Le député Donald Martel.

Perchaude: rencontre à la fin mai

Bécancour — Le député de Nicolet-Bécancour, Donald Martel, tiendra une rencontre entre l’Association des pêcheurs du lac Saint-Pierre et les députés des circonscriptions riveraines du lac Saint-Pierre dès la fin du mois de mai afin de discuter du moratoire sur la perchaude.

L’Association des pêcheurs du lac Saint-Pierre, qui regroupe les pêcheurs sportifs, veut interpeller le ministre des Forêts, Faune et Parcs, Pierre Dufour, afin de demander la levée du moratoire sur la pêche à la perchaude au lac Saint-Pierre. Ce moratoire rappelons-le, a été reconduit pour cinq ans en mai 2017.

L’Association a fait le tour des municipalités riveraines du lac Saint-Pierre, au cours de l’hiver dernier, afin de demander à chacune une résolution d’appui pour lever le moratoire. Certaines ont accepté, d’autres ont refusé en se basant sur l’opinion du comité scientifique sur la perchaude dirigé par le professeur Pierre Magnan de l’UQTR selon lequel cette espèce est encore trop fragile pour être soumise sans risque important à une pression de pêche.

L’Association, de son côté, a fait faire une étude indépendante par le biologiste à la retraite Raymond Faucher de Nicolet. Ses conclusions divergent de celle de l’équipe du professeur Magnan.

Le député Martel indique que le comité scientifique du professeur Magnan avait prévu de dresser un bilan de mi-parcours au sujet de cette espèce dont la survie est menacée par des conditions environnementales très détériorées de l’écosystème aquatique du lac Saint-Pierre, notamment, à cause de l’agriculture pratiquée près des rives.

Le député Martel se dit d’ailleurs sensible au fait que la perchaude devrait, en théorie, facilement se reproduire au lac Saint-Pierre, «pourtant, elle ne se reproduit pas», constate-t-il. «C’est long. Il y a certainement des difficultés à des endroits. Il faut prendre conscience de ça», dit-il.

L’étude réalisée par M. Faucher, qui apporte un autre éclairage, permettra, croit-il, de «nous donner des arguments pour challenger le professeur Magnan», dit-il en précisant qu’il ne veut en aucun cas remettre en question par là l’expertise de ce scientifique.

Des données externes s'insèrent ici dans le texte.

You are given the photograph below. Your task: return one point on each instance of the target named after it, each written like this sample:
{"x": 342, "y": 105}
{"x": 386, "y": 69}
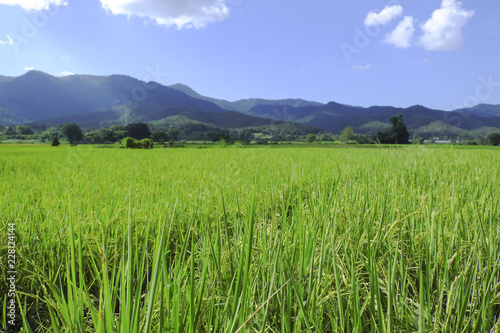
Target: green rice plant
{"x": 264, "y": 239}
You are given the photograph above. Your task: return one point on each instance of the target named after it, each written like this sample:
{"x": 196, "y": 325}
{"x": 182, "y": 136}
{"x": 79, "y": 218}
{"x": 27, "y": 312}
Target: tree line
{"x": 73, "y": 134}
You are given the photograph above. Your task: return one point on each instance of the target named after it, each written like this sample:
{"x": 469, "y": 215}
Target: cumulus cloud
{"x": 9, "y": 41}
{"x": 443, "y": 31}
{"x": 34, "y": 4}
{"x": 384, "y": 17}
{"x": 180, "y": 13}
{"x": 402, "y": 35}
{"x": 361, "y": 67}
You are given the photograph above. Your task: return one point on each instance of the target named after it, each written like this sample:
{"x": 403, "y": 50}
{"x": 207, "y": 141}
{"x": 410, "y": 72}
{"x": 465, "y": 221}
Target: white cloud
{"x": 361, "y": 67}
{"x": 402, "y": 35}
{"x": 9, "y": 41}
{"x": 180, "y": 13}
{"x": 443, "y": 31}
{"x": 385, "y": 16}
{"x": 34, "y": 4}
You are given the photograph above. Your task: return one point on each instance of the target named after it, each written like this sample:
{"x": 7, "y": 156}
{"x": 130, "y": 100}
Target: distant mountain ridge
{"x": 100, "y": 101}
{"x": 245, "y": 105}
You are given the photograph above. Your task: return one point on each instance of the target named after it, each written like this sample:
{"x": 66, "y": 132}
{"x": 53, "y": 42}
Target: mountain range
{"x": 101, "y": 101}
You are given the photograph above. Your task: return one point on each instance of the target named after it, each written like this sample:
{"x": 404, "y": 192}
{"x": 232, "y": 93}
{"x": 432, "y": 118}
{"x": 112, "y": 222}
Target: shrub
{"x": 129, "y": 142}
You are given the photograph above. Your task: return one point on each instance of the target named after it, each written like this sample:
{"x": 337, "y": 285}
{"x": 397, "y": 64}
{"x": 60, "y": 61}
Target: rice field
{"x": 400, "y": 239}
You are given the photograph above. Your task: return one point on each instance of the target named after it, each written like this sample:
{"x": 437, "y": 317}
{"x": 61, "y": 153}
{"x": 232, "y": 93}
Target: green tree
{"x": 217, "y": 137}
{"x": 492, "y": 139}
{"x": 55, "y": 141}
{"x": 159, "y": 137}
{"x": 24, "y": 130}
{"x": 10, "y": 131}
{"x": 347, "y": 134}
{"x": 310, "y": 138}
{"x": 417, "y": 139}
{"x": 138, "y": 131}
{"x": 73, "y": 133}
{"x": 397, "y": 134}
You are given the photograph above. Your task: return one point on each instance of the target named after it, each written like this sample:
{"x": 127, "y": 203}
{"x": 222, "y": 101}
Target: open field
{"x": 262, "y": 239}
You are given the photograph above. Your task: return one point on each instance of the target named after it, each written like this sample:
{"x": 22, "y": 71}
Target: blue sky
{"x": 441, "y": 54}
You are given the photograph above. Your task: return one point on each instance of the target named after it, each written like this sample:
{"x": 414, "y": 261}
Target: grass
{"x": 255, "y": 240}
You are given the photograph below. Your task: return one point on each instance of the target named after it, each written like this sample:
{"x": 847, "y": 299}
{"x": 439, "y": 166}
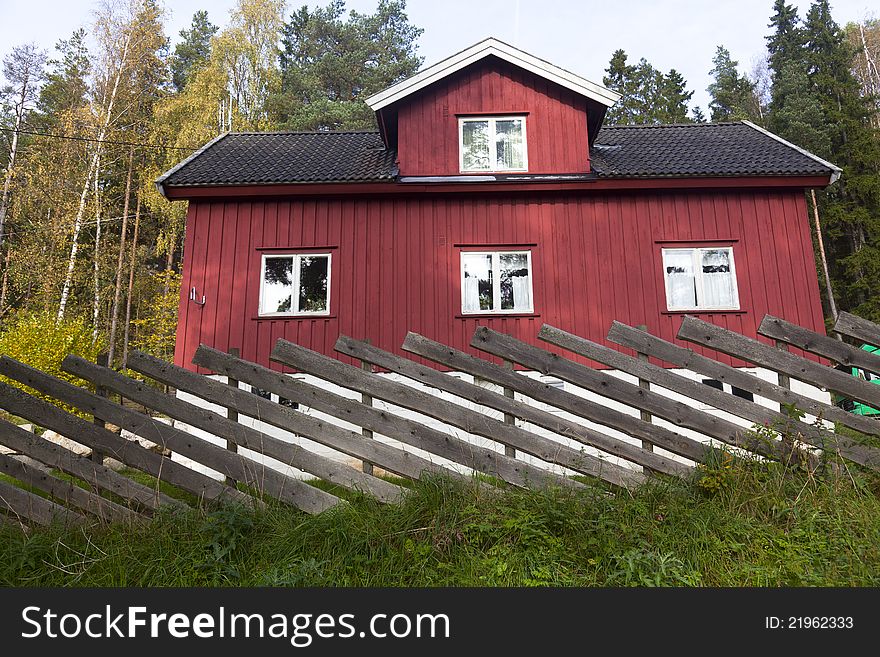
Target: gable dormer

Le député estime qu’il est important, pour bien cerner ce dossier, «d’avoir deux ou trois opinions» différentes pour se faire une tête. L’opinion des municipalités doit également être prise en considération, selon lui. Le député tenait à rassembler les opinions des municipalités avant d’aborder le ministre sur cette question. «Je ne veux pas tuer ce projet» (de lever le moratoire), mais il ne faut pas accélérer les choses», croit M. Martel. «La perchaude, c’est important, mais en même temps, si ça demande des sacrifices pour une couple d’années, je pense qu’il faut les faire», dit-il.

«Je souhaite que dans un avenir le plus proche possible, on puisse recommencer à promouvoir la pêche sportive au lac Saint-Pierre», indique le député.

Donald Martel estime que ce dossier, qu’il suit depuis de nombreuses années, est très important.

«La perchaude pourrait être une marque de commerce de la région», croit-il. «C’est un poisson délicieux, facile à apprêter. C’est notre homard Mauricie et Centre-du-Québec», résume-t-il.